6. **Sample Size Variation:** The sample sizes (n) vary dramatically, from n=2 (Sonnet 3.7 (1k)) to n=660 (GPT-4o Mini). Results from models with very small n-values should be interpreted with high uncertainty.
### Interpretation
This chart provides a comparative analysis of failure modes or "unfaithful" behaviors in LLMs. The data suggests that the propensity for specific types of unfaithfulness is highly model-dependent.
* **Fact Manipulation** appears to be a fundamental or default failure mode for many models, especially those from certain families (e.g., several Sonnet, DeepSeek, and QwQ models show near-total dominance of this pattern).
* The high rates of **Argument Switching** and **Answer Flipping** in models like **GPT-4o Mini** and **Gemini 2.5 Flash** indicate these models may have a different underlying failure mechanism or were tested under different conditions that elicit these specific behaviors.
* The stark differences between model variants (e.g., Sonnet 3.7 vs.
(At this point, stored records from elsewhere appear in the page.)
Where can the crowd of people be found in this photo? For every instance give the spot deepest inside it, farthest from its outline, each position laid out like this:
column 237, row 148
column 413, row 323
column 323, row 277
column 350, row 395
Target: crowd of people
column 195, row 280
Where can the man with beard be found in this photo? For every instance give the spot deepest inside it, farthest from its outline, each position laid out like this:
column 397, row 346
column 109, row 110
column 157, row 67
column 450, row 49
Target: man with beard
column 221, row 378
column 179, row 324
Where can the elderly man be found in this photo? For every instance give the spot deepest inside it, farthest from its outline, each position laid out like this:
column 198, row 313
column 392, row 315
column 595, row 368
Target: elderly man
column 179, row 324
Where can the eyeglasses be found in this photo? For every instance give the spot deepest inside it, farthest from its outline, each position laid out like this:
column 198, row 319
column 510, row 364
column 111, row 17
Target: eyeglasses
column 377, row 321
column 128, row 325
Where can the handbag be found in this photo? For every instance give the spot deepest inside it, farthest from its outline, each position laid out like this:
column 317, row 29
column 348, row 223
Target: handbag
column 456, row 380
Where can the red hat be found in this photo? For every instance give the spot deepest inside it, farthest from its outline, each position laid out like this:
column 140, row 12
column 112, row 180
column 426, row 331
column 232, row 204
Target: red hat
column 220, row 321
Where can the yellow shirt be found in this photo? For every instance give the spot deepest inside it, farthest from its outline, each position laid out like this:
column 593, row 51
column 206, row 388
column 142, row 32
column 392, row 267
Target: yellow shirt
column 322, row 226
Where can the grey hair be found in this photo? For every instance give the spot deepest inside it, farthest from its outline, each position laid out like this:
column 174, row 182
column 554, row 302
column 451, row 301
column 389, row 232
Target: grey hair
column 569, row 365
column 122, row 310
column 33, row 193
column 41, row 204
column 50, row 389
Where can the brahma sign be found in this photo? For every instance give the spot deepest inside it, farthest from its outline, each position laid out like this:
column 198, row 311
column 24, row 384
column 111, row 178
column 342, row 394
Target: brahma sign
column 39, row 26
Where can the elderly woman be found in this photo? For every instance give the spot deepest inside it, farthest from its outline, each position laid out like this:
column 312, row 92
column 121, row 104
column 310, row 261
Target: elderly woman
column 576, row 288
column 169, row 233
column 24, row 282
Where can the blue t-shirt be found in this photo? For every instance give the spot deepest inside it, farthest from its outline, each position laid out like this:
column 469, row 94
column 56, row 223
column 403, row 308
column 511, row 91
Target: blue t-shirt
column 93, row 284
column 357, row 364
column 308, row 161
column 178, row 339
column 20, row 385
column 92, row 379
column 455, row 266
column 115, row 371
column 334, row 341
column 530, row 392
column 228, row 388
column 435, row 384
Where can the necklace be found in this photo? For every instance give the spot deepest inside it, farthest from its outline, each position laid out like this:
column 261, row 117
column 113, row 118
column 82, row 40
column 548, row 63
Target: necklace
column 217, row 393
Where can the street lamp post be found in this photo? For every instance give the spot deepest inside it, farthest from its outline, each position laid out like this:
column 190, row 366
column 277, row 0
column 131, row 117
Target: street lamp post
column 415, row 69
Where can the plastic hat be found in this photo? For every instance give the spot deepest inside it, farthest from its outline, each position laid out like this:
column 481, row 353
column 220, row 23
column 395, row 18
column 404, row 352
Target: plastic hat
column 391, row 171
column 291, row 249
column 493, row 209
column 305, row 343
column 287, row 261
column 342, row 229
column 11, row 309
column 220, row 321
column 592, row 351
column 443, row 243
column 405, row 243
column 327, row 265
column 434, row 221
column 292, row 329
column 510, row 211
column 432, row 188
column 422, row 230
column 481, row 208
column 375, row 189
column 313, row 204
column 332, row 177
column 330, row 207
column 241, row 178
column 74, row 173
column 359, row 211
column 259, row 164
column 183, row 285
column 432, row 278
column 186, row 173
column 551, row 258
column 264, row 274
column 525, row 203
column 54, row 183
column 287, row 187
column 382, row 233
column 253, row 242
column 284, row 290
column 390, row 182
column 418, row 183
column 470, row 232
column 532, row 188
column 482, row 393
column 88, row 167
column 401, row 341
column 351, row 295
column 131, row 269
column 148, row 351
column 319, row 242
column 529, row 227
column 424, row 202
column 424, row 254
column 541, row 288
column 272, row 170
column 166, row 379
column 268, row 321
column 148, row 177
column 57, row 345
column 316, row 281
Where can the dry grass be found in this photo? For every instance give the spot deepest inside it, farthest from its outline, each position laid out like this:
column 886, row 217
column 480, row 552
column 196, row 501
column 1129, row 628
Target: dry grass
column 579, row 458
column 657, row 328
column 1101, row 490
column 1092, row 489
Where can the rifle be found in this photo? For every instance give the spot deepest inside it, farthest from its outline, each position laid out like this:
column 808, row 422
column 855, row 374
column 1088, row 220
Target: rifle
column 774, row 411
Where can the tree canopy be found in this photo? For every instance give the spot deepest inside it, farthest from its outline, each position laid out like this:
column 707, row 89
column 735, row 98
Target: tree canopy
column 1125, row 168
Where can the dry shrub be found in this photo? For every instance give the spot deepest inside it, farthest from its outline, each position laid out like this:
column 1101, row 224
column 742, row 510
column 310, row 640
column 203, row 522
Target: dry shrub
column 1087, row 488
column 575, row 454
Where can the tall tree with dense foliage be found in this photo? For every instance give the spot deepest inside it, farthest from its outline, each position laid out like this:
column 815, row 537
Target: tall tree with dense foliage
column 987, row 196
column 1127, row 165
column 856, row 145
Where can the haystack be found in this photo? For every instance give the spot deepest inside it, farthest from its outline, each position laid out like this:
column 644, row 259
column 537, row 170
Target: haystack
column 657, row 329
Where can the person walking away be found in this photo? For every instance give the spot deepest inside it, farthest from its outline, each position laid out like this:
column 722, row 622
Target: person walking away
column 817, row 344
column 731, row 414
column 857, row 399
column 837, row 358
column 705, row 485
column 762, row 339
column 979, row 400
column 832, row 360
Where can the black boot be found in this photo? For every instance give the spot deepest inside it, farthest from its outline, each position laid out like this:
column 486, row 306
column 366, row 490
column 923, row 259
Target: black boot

Sonnet 3.7 (1k) vs. Sonnet 3.7 (64k)) suggest that factors like context window size or fine-tuning can dramatically alter the profile of unfaithful behaviors.
* The "Other" category's prominence in **Sonnet 3.7** hints at a unique failure mode not captured by the three main categories for that specific model configuration.
**Overall Implication:** The landscape of LLM unfaithfulness is not monolithic. Different models exhibit distinct "signatures" of failure, which is crucial for understanding their limitations, developing targeted safeguards, and choosing models for specific high-stakes applications where certain types of errors are more tolerable than others. The large variance in sample sizes also highlights the need for caution when generalizing these findings.